Another compelling reason to access the region’s growth through the private equity model is the prevalence of family-owned businesses as a deal source. This represents an attractive cross-section of the economy and the asset class is the best way to access this, comments Manz.
These are all sound reasons why private equity in CEE is an attractive proposition, but LPs remain unconvinced. In terms of fundraising, the region has never got close to the 2007 high-water mark, when managers collected more than €4 billion for the region. In 2015, the total was just €418 million, according to data compiled by InvestEurope. About a third of this is accounted for by government agencies.
But Manz argues this is evidence LPs need to take notice. “LPs not paying attention to the region need to play a bit of catch-up of their own,” he says, before dissecting the data. “If you look at the pre-crisis period: in the five years up to 2008, around €11 billion was raised and €7 billion invested; fundraising outpaced investment,” he says.
“Since 2009 onwards, there has been €5 billion raised and €10 billion invested. In other words, investment has been double fundraising.”

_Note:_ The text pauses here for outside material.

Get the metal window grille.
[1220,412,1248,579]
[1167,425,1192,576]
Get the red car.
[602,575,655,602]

“Exits have been reaching new peaks,” he continues, “totalling around €7 billion at cost in the last five years. If I were an LP today I would be looking at where the market is in terms of demand and supply of capital versus investment opportunities.”
Szczurek is surprised that with so much private equity capital being raised globally, LPs have not cottoned on to the CEE opportunity. “There is enough investor capital looking for a home. It is startling,” he says.
Around the world private equity investors are treading carefully amid what they see as cyclically high asset prices. In the CEE, where the capital overhang – the backlog of capital awaiting investment – seems to have been burnt through, presumably competition is scarcer and prices a little more reasonable? Yes and no, our experts say.
“While we are not intensely competing for assets like in other markets, we do face competition, says Manz, who notes cash-rich strategics are the primary source of competition, as well as “internal competition” from founder-owners, who can choose to withdraw from a process if they don’t see enough value.
Padusinski notes occasional competition from global or Western European players for more sizeable assets but, in a resolutely mid-market private equity landscape, this is a rarity. At the time of meeting, his firm Mid Europa had just signed a club deal with two such firms, Cinven and Permira, to buy Polish online shopping business Allegro Group for $3.3 billion. Don’t expect this to turn into a trend of global buyout firms targeting the region, Padusinski says, but “don’t exclude the possibility of more consortia deals as you are seeing in Western Europe”.
Clearly international private equity firms recognise the favourable fundamentals of the region; the international LP community seems to be lingering behind.